Tutorial: modules and snippets#

Modules and snippets are important primitives in Grunnur. Even if you do not write modules yourself, you will most likely use operations from the functions module, which are essentially module factories (callables returning Module objects). Therefore it helps if you know how they work under the hood.

Snippets#

Snippets are Mako template defs (essentially functions returning rendered text) with the associated dictionary of render globals. When a snippet is used in a template, the result is quite straightworward: its template function is called, rendering and returning its contents, just as a normal Mako def.

Let us demonstrate it with a simple example. Consider the following snippet:

add = Snippet.from_callable(
    lambda varname: """
    ${varname} + ${num}
    """,
    render_globals=dict(num=1))

Now we can compile a template which uses this snippet:

program = Program(
    context,
    """
    KERNEL void test(GLOBAL_MEM int *arr)
    {
        const SIZE_T idx = get_global_id(0);
        int x = arr[idx];
        arr[idx] = ${add('x')};
    }
    """,
    render_globals=dict(add=add))

As a result, the code that gets compiled is

KERNEL void test(GLOBAL_MEM int *arr)
{
    const SIZE_T idx = get_global_id(0);
    int x = arr[idx];
    arr[idx] = x + 1;
}

If the snippet is used without parentheses (e.g. ${add}), it is equivalent to calling it without arguments (${add()}).
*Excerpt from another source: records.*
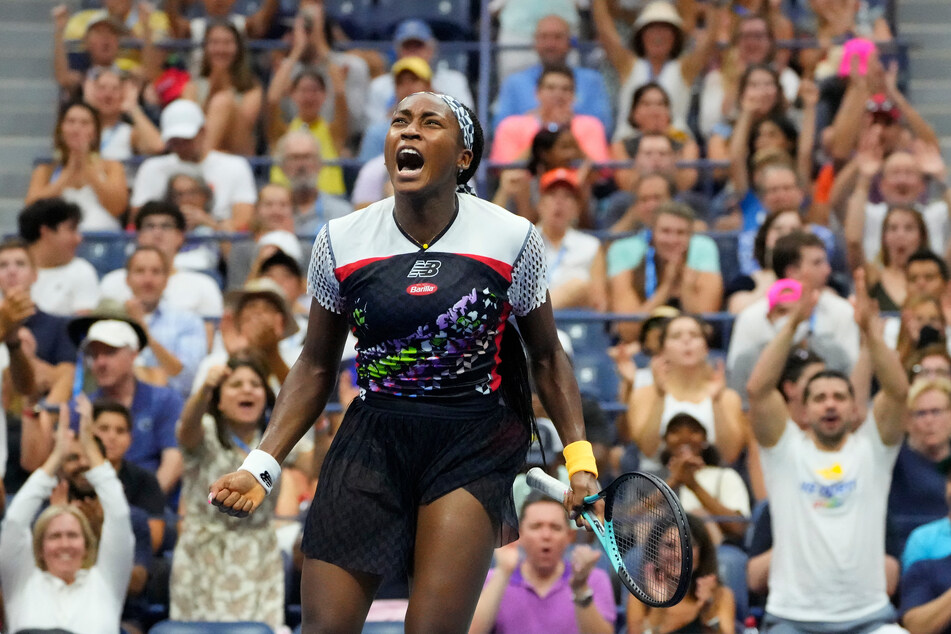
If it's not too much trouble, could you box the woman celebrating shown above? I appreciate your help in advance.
[0,397,135,634]
[209,93,597,632]
[726,209,802,315]
[611,81,700,191]
[25,102,129,231]
[845,204,928,312]
[627,315,746,463]
[591,0,716,139]
[845,128,930,311]
[170,356,284,628]
[86,67,165,161]
[182,20,264,155]
[607,203,723,341]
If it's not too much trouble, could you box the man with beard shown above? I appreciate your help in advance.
[129,99,257,231]
[469,493,616,632]
[275,129,353,235]
[747,269,908,633]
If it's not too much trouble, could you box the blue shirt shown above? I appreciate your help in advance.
[89,378,184,473]
[138,300,208,395]
[888,442,948,546]
[901,517,951,570]
[492,64,614,138]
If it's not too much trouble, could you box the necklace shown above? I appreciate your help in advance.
[393,199,459,251]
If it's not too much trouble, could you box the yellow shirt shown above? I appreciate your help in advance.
[271,117,347,196]
[63,9,171,70]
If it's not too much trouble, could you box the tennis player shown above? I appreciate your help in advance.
[209,93,598,633]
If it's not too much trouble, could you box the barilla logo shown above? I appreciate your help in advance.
[406,282,436,295]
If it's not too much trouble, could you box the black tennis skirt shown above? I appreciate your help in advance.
[301,394,530,576]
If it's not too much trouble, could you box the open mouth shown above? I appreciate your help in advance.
[396,147,426,175]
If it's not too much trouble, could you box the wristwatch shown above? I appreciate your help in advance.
[572,586,594,608]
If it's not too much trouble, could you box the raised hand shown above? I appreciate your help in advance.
[707,359,726,400]
[793,288,822,325]
[855,124,884,178]
[912,139,947,182]
[852,268,879,336]
[799,79,819,108]
[202,365,231,392]
[208,470,267,517]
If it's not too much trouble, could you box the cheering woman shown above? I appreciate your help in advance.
[209,93,598,632]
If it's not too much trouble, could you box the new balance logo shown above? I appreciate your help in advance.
[406,260,442,277]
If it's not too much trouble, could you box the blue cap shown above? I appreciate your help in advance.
[393,20,436,46]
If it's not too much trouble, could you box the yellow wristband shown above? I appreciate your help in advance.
[562,440,598,478]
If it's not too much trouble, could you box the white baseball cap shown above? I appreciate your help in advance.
[83,319,139,352]
[161,99,205,143]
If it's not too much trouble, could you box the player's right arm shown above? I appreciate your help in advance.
[209,301,348,515]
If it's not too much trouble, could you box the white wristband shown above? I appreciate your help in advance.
[238,449,281,493]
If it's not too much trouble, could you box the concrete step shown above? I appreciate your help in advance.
[0,0,74,24]
[0,80,59,109]
[0,134,52,165]
[908,79,951,107]
[0,18,53,55]
[0,51,53,80]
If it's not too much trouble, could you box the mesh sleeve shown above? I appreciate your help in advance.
[509,226,548,317]
[307,225,343,313]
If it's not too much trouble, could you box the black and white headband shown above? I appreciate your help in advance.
[429,92,475,196]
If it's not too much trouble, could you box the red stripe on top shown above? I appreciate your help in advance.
[456,253,512,282]
[334,256,389,282]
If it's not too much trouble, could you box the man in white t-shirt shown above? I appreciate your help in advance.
[747,271,908,634]
[17,198,99,317]
[102,201,224,342]
[726,231,859,404]
[130,99,257,231]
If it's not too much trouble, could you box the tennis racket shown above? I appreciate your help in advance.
[526,467,693,608]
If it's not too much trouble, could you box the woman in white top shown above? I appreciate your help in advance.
[85,68,165,161]
[627,315,748,463]
[661,414,750,544]
[0,398,135,634]
[591,0,716,139]
[25,102,129,231]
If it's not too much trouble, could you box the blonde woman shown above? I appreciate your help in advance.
[0,397,135,634]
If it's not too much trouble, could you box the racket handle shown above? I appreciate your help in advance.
[525,467,568,502]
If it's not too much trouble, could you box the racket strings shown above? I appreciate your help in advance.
[611,477,689,603]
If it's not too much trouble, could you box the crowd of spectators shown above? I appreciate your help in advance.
[0,0,951,634]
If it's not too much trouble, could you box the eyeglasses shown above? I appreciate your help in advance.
[139,222,178,231]
[911,407,951,421]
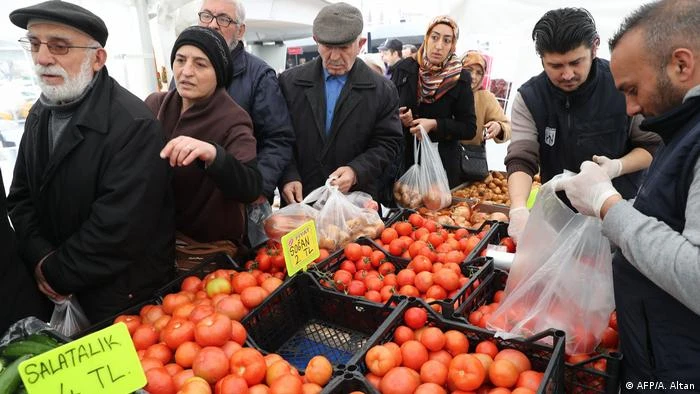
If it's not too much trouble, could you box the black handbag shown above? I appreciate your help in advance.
[459,143,489,181]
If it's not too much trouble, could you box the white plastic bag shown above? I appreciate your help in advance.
[394,127,452,211]
[49,294,90,337]
[487,177,615,354]
[303,180,384,251]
The root code that gets passed to Program() can be viewed as a snippet with an empty signature.

Modules#

Modules are quite similar to snippets in a sense that they are also Mako defs with an associated dictionary of render keywords. The difference lies in the way they are processed. Consider a module containing a single function:

add = Module.from_callable(
    lambda prefix, arg: """
    FUNCTION int ${prefix}(int x)
    {
        return x + ${num} + ${arg};
    }
    """,
    name="foobar",
    render_globals=dict(num=1))

Modules contain complete C entities (function, macros, structures) and get rendered in the root level of the source file. In order to avoid name clashes, their def gets a string as a first argument, which it has to use to prefix these entities’ names. If the module contains only one entity that is supposed to be used by the parent code, it is a good idea to set its name to prefix only, to simplify its usage.

Let us now create a kernel that uses this module:

program = Program(
    context,
    """
    KERNEL void test(GLOBAL_MEM int *arr)
    {
        const SIZE_T idx = get_global_id(0);
        int x = arr[idx];
        arr[idx] = ${add(2)}(x);
    }
    """,
    render_globals=dict(add=add))

Before the compilation render keywords are inspected, and if a module object is encountered, the following things happen:

  1. This object’s render_globals are inspected recursively and any modules there are rendered in the same way as described here, producing a source file.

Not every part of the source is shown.